Sadly, the failed response to COVID-19 has suggested that humans are at a more heightened risk of infectious agents than in the past. Nothing could be further from the truth. We live a time of privilege. Arguably, the greatest miracle delivered by the pharmaceutical industry is the virtual eradication of many infectious scourges that killed the young, the old, the healthy and the compromised generation after generation. In the developed world, almost no one dies of the bacterial infections that killed billions of humans in earlier generations. (Yes, there are drug-resistant strains, but just look to the childhood deaths from bacterial infection through the 1940s). Numerous viral illnesses have been eliminated with effective vaccination efforts. No more measles, mumps, polio, and other illnesses that killed many even into the 1960s and 70s. We even responded to the very challenging emergent threat of AIDS with highly effective treatments. We have minimized the impact of infectious threats in an extraordinary way.
But the world has changed. The economies of the world are interlocked and interdependent, travel around the world is constant, we share the same Earth with ever growing numbers of other humans, meaning that the spread of infectious diseases can be much faster than even our parents experienced. We also know more. In fact, this is the first decade when genomics enables the rapid identification of new infectious life forms such as we experienced with COVID-19. So, we know more and that is great. But knowledge without the wisdom and leadership to put the threat in context and to respond simply heightens fear and factionalism. Sadly, we are seeing those frightening responses in abundance with COVID-19.
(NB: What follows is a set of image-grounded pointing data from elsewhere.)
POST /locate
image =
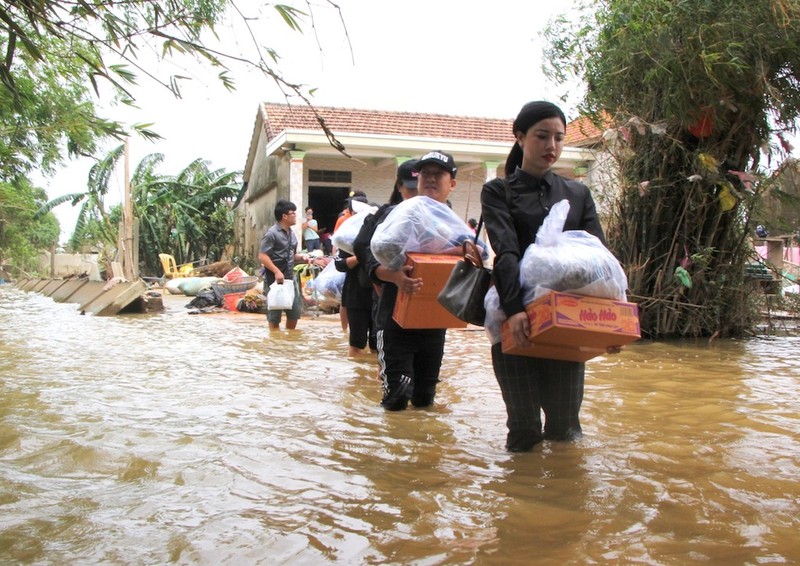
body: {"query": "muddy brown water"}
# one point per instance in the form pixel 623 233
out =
pixel 204 439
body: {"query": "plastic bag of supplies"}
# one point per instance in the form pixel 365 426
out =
pixel 280 295
pixel 571 260
pixel 419 224
pixel 346 234
pixel 329 283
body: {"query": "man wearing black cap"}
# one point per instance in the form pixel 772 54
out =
pixel 410 358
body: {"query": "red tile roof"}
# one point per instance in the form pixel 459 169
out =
pixel 581 132
pixel 279 117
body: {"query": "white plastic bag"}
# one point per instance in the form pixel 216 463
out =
pixel 329 283
pixel 570 261
pixel 419 224
pixel 346 234
pixel 280 296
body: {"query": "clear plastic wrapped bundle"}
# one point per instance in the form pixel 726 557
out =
pixel 328 284
pixel 573 261
pixel 346 234
pixel 419 224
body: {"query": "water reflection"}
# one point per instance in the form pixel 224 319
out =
pixel 205 439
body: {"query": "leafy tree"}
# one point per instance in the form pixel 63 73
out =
pixel 22 233
pixel 57 55
pixel 93 226
pixel 188 216
pixel 695 95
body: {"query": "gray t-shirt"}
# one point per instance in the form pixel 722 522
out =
pixel 280 245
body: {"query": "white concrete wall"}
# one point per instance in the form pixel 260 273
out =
pixel 66 265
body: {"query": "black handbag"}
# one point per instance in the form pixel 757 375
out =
pixel 467 285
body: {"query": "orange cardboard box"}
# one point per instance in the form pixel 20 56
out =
pixel 422 309
pixel 565 326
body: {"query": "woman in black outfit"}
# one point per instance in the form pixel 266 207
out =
pixel 531 385
pixel 357 298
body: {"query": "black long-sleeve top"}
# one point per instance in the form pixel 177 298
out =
pixel 512 229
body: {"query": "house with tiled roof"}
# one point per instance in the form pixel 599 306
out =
pixel 317 156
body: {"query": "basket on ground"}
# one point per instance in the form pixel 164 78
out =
pixel 242 285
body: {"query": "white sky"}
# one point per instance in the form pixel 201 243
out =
pixel 445 57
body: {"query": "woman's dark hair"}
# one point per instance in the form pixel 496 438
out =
pixel 283 207
pixel 396 197
pixel 531 113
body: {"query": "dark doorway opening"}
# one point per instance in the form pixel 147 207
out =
pixel 327 203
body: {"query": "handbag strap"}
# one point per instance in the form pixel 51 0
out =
pixel 471 253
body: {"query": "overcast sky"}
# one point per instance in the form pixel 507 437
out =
pixel 457 58
pixel 452 58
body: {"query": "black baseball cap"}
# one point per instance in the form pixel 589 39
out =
pixel 407 173
pixel 440 158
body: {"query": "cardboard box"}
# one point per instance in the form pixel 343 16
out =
pixel 422 309
pixel 565 326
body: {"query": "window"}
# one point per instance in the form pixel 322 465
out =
pixel 323 176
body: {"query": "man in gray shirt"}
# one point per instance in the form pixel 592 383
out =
pixel 278 254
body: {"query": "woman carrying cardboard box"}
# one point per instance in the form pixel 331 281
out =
pixel 532 385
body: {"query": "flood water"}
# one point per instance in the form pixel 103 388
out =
pixel 204 439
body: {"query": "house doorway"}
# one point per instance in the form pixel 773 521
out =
pixel 327 203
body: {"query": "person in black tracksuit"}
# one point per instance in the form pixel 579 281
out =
pixel 531 385
pixel 410 359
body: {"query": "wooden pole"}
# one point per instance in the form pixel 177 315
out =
pixel 129 268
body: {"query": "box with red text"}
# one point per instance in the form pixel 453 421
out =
pixel 566 326
pixel 422 309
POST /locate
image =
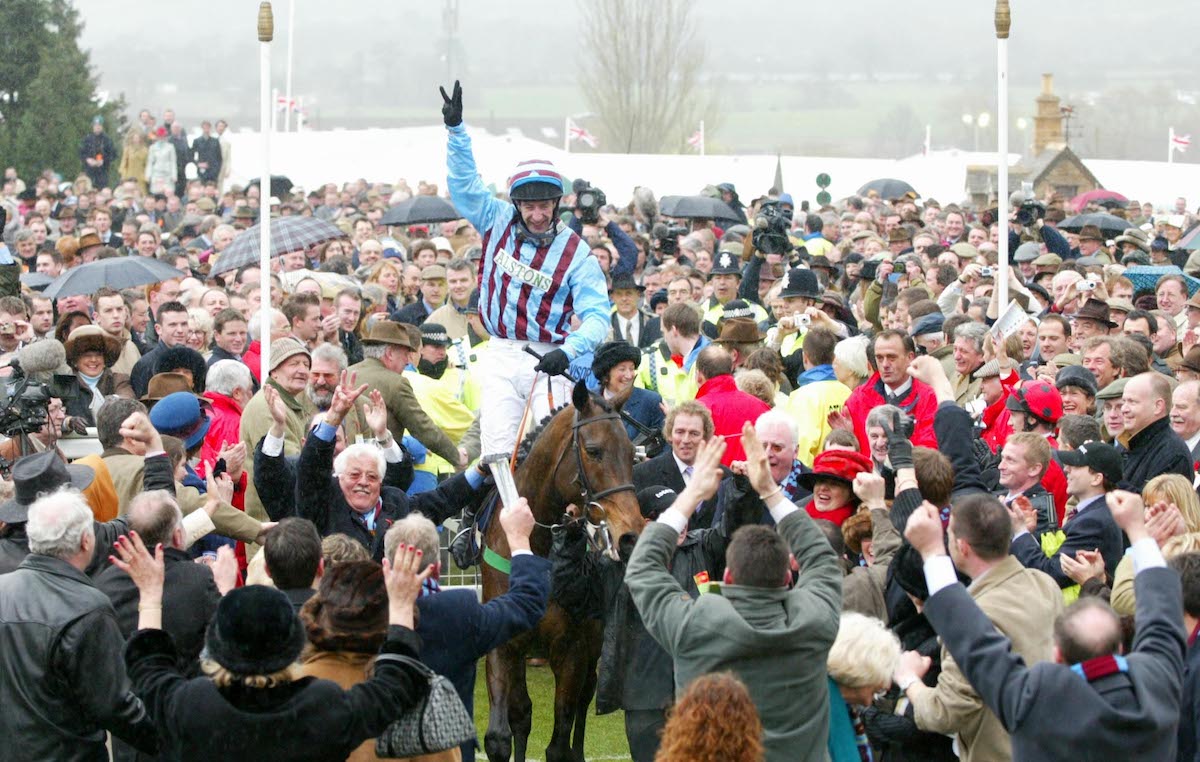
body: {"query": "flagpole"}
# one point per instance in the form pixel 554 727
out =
pixel 1003 22
pixel 292 27
pixel 265 117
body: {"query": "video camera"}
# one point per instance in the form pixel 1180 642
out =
pixel 771 228
pixel 588 202
pixel 24 408
pixel 666 238
pixel 1029 210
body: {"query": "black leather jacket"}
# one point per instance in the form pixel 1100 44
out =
pixel 61 655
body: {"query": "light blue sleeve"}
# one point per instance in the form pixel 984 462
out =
pixel 589 300
pixel 471 197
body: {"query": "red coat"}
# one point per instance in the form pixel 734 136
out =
pixel 253 360
pixel 225 425
pixel 731 409
pixel 921 403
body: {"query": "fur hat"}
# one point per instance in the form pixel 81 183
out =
pixel 349 611
pixel 255 631
pixel 91 339
pixel 612 353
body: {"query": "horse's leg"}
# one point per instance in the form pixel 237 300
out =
pixel 520 705
pixel 569 657
pixel 498 738
pixel 594 642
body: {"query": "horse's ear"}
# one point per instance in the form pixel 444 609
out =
pixel 581 396
pixel 619 400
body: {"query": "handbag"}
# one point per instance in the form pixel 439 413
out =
pixel 437 723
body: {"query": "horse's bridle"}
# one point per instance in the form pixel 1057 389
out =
pixel 589 496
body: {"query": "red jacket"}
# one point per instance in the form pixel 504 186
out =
pixel 253 359
pixel 921 403
pixel 731 409
pixel 225 423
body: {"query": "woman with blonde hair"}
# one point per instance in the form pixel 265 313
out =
pixel 135 155
pixel 388 275
pixel 713 721
pixel 861 663
pixel 1173 519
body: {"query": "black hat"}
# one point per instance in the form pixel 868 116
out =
pixel 255 631
pixel 624 281
pixel 1101 457
pixel 655 499
pixel 35 475
pixel 658 298
pixel 611 353
pixel 801 283
pixel 1077 376
pixel 435 334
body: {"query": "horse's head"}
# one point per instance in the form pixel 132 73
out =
pixel 603 474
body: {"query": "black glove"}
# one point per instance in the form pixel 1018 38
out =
pixel 899 448
pixel 553 363
pixel 451 107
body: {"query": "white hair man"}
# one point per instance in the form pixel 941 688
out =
pixel 347 495
pixel 65 682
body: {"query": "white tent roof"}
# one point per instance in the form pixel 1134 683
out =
pixel 313 157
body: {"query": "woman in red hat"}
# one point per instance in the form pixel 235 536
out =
pixel 832 481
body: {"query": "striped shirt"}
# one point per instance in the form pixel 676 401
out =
pixel 528 292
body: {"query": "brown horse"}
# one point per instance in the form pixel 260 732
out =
pixel 582 456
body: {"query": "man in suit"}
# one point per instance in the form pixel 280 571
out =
pixel 456 630
pixel 629 323
pixel 1186 415
pixel 689 424
pixel 1188 568
pixel 773 635
pixel 1090 702
pixel 1021 603
pixel 1093 469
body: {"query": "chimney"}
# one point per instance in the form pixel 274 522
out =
pixel 1048 131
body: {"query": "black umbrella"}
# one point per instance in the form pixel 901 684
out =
pixel 420 209
pixel 280 186
pixel 117 273
pixel 37 281
pixel 288 234
pixel 1109 225
pixel 695 208
pixel 887 189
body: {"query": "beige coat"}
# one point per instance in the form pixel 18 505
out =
pixel 1023 604
pixel 348 670
pixel 405 412
pixel 256 421
pixel 127 473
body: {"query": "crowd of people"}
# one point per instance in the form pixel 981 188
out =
pixel 882 522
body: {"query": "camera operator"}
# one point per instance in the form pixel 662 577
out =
pixel 1027 222
pixel 589 204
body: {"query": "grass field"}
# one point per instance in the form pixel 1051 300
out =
pixel 605 735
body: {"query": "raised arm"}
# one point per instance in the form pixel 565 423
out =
pixel 471 197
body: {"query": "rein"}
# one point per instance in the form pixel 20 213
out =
pixel 599 537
We are urgently in need of leadership that recognizes that infectious disease threats are a constant and the new risks emerges constantly. We must do better, and I propose that we take a few commonsense steps that begin with the simple fact that infectious agents are threats to our species that know no boundaries. These are not the EU’s of the US’s or China's problems any more than they are Atlanta’s problems and they must be dealt with globally.
First, convene a world-wide group to leaders to develop global guidelines and create a global response. This group should include experts in infectious diseases and epidemiology, but the group cannot be myopic. It must have experts in health care delivery and non-infectious disease representatives to assure that in trying to reduce an infectious disease threat, we don’t make other disease outcomes worse or do greater harm to the world’s health care systems. It needs economists and business leaders, experts in finance as well because all of these elements are intertwined and must be considered. This is not a problem that can be managed effectively without scientists and physicians. Nor is it a problem that can be left solely to the discretion of the scientific and medical specialist because of the interdependence of all systems in the modern world.
Once that group presence a consensus report that outlines appropriate measures, then a permanent group needs to be put together and empowered to provide global guidelines for dealing with emergent threats in real time on a global basis. This could be managed by the WHO, but perhaps it would better if it were independent and would report directly to the most senior national leaders responsible for major populations.